Il punto è però un altro: "In provincia di Taranto – spiega il presidente di Confagricoltura Taranto, Luca Lazzàro (nella foto qui sopra) - le aziende agricole occupano circa 29mila dipendenti, tra stagionali e fissi, e sono il fulcro di un'economia vitale che sta resistendo alla crisi e alle calamità; anzi, sta offrendo prove generose della sua capacità di innovare e di trovare nuovi mercati per l'export. Questo mondo, naturalmente, non fa notizia, come non la fa l'onestà di tantissimi imprenditori che danno 'lavoro buono' e rispettano il contratto, senza sfruttare e senza ledere diritti. Fare di tutta l'erba un fascio, bollare tutti indistintamente come 'sfruttatori' non serve a intervenire dove il problema c'è per davvero, ma travolge l'agricoltura per intero".

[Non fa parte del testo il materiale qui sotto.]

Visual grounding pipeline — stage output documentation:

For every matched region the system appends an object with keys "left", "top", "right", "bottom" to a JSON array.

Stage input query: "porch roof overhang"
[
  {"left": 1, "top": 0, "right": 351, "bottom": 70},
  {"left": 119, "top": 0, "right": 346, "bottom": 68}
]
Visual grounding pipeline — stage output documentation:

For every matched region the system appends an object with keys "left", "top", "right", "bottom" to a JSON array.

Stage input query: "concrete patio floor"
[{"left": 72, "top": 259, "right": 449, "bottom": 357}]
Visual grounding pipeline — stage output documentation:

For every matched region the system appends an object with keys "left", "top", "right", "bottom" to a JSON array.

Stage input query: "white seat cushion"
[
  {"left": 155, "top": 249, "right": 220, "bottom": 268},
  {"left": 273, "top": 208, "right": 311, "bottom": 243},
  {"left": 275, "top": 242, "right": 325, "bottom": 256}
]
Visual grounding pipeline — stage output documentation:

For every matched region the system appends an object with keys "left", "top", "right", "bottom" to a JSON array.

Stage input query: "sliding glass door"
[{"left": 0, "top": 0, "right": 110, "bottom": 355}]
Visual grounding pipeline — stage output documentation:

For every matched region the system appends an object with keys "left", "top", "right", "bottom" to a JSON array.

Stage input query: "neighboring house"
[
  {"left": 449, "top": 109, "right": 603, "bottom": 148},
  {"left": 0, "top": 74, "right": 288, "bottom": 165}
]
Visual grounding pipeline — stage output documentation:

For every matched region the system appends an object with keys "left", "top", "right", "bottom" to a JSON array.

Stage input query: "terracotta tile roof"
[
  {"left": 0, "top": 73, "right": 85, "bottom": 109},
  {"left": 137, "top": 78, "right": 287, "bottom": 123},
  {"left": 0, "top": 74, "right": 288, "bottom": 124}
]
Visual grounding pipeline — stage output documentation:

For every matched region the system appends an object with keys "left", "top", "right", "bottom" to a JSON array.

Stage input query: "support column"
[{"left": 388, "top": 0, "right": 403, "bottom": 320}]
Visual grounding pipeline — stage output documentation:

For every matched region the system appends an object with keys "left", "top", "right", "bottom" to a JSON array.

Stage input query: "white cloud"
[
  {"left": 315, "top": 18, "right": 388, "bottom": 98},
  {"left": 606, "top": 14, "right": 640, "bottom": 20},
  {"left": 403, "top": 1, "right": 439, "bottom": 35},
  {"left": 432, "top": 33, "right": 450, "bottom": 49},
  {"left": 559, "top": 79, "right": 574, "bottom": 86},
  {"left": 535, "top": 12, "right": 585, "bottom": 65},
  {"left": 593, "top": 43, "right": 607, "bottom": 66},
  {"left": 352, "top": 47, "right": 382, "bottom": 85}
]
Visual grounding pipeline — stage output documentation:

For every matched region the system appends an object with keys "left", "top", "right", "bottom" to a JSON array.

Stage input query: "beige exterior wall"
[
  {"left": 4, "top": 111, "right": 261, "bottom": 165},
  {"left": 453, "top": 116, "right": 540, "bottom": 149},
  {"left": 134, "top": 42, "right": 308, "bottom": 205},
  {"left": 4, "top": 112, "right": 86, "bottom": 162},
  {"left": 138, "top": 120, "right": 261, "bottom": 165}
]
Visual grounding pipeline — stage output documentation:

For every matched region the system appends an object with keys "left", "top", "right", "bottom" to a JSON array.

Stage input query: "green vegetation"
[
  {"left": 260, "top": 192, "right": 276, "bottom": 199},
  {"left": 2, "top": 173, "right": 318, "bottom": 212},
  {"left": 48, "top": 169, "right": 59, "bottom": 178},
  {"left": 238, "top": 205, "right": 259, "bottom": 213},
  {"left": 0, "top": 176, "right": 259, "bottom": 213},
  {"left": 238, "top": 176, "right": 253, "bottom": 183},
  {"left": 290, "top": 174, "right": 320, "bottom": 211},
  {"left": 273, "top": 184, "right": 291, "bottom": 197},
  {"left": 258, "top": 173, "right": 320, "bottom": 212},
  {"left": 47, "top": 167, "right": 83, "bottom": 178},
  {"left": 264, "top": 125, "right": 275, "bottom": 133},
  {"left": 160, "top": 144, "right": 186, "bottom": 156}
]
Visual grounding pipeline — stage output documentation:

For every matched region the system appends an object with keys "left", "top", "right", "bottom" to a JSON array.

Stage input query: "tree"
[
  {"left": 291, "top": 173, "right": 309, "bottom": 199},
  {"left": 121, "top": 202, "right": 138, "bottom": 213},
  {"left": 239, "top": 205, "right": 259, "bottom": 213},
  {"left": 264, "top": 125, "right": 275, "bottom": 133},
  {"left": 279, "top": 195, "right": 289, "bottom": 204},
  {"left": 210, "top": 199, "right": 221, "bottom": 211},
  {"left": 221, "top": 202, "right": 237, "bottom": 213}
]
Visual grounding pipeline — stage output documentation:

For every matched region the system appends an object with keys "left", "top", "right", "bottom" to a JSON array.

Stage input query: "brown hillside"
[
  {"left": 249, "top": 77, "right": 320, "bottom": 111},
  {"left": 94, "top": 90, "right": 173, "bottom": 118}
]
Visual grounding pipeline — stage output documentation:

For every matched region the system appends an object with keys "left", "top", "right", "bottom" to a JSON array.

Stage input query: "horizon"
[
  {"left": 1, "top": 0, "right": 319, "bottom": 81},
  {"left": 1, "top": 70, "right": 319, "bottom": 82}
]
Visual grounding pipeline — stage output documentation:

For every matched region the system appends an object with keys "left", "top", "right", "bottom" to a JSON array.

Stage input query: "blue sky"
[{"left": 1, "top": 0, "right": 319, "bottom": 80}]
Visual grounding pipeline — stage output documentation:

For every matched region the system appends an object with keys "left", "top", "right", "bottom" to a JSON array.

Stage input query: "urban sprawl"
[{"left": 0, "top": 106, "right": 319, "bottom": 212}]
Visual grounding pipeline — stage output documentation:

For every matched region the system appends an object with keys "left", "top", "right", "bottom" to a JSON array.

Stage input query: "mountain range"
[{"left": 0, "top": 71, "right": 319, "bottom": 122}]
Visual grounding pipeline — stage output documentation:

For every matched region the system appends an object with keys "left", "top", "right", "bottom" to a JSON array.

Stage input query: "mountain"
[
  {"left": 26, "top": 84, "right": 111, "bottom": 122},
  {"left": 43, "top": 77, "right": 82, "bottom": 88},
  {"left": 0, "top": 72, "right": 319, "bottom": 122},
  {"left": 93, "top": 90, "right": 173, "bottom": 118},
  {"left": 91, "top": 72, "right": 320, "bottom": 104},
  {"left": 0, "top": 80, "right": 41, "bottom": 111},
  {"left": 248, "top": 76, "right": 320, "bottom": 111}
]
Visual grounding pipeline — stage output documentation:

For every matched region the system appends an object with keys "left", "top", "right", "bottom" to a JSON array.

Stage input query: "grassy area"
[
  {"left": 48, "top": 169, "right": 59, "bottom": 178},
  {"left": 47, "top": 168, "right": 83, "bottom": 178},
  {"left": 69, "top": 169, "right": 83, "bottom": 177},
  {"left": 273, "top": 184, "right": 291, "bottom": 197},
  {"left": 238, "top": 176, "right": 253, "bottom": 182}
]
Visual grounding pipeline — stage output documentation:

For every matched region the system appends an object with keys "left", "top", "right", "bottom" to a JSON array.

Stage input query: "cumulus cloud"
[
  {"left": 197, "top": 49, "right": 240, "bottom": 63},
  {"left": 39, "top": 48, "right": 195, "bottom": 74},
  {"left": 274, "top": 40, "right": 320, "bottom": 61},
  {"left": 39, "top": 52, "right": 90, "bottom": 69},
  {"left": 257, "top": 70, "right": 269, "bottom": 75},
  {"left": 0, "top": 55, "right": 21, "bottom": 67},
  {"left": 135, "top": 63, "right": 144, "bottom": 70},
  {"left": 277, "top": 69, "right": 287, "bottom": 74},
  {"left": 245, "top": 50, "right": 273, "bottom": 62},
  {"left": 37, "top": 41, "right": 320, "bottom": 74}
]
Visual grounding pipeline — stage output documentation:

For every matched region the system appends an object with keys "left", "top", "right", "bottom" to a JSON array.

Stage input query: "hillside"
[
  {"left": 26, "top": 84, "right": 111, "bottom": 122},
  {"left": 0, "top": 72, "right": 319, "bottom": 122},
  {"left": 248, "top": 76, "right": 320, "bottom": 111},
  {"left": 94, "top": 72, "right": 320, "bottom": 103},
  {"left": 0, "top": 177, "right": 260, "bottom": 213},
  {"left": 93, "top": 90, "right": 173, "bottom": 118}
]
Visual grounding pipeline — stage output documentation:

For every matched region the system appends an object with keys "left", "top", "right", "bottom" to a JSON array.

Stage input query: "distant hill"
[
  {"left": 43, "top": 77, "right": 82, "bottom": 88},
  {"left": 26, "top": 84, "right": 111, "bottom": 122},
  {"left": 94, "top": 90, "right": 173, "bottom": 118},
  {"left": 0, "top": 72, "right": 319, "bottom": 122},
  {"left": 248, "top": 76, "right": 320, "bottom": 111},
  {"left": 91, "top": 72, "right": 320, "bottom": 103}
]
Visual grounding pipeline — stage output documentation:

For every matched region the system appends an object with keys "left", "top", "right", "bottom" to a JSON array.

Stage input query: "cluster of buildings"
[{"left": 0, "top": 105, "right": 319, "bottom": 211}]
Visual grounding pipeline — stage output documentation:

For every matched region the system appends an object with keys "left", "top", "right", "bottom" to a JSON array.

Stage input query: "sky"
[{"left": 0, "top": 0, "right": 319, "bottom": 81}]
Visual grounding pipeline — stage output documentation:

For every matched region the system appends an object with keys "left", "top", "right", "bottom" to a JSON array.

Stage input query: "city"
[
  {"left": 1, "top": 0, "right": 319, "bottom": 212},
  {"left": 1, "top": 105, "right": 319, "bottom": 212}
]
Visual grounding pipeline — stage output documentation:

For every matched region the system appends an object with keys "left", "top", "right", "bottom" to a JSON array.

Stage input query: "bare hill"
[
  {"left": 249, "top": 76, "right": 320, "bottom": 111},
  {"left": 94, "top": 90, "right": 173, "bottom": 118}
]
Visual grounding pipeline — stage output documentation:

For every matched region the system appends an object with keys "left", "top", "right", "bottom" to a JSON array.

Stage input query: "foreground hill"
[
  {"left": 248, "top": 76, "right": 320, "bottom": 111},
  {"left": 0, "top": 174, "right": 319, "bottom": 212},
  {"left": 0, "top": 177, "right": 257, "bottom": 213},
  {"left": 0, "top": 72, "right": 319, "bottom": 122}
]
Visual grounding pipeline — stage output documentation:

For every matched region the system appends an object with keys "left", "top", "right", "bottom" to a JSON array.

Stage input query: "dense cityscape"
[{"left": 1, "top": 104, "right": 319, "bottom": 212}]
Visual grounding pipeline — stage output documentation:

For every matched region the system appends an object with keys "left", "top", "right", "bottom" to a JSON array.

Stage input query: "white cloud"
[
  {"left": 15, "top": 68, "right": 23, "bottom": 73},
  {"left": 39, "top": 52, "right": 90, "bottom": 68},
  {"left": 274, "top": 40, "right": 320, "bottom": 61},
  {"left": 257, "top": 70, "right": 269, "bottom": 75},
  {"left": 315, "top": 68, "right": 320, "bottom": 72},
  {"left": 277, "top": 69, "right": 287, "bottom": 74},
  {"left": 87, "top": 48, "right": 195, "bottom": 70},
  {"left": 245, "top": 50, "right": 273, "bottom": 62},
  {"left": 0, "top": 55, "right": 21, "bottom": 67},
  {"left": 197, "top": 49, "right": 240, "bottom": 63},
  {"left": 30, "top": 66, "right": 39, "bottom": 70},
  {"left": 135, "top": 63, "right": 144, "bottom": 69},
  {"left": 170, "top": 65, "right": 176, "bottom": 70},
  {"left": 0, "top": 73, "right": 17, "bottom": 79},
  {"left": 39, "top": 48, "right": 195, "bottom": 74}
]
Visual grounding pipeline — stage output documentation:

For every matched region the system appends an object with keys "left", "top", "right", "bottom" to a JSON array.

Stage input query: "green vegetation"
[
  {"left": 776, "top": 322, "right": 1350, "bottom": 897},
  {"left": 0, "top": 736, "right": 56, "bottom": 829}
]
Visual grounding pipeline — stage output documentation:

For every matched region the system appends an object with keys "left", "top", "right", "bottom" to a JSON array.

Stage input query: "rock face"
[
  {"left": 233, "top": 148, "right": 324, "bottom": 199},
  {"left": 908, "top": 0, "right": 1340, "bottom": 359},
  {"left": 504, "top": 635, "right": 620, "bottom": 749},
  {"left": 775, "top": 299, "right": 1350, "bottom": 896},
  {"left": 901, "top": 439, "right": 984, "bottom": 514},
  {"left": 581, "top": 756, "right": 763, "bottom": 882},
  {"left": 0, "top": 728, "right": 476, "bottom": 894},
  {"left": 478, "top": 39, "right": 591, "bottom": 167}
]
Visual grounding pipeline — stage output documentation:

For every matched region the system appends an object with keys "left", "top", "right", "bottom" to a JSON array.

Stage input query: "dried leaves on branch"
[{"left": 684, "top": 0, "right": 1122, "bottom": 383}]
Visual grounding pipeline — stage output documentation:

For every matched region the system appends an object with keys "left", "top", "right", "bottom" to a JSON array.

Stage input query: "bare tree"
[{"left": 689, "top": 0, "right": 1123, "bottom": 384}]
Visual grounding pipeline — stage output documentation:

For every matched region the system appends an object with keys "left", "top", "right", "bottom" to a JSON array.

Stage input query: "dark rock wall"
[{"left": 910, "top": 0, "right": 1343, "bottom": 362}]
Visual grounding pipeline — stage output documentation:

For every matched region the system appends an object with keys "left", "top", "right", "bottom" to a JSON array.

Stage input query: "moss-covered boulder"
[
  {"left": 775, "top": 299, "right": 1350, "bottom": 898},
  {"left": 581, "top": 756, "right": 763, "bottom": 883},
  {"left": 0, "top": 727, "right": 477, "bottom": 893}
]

"E' per questo – conclude il presidente Lazzàro – che continueremo a contestare l'impianto della legge contro il caporalato che, invece di contrastare le nicchie di criminalità in agricoltura, rischia seriamente di trasformare gli agricoltori in una categoria sinonimo di sfruttamento: per Confagricoltura questo è inaccettabile, le nostre aziende perbene non si toccano!".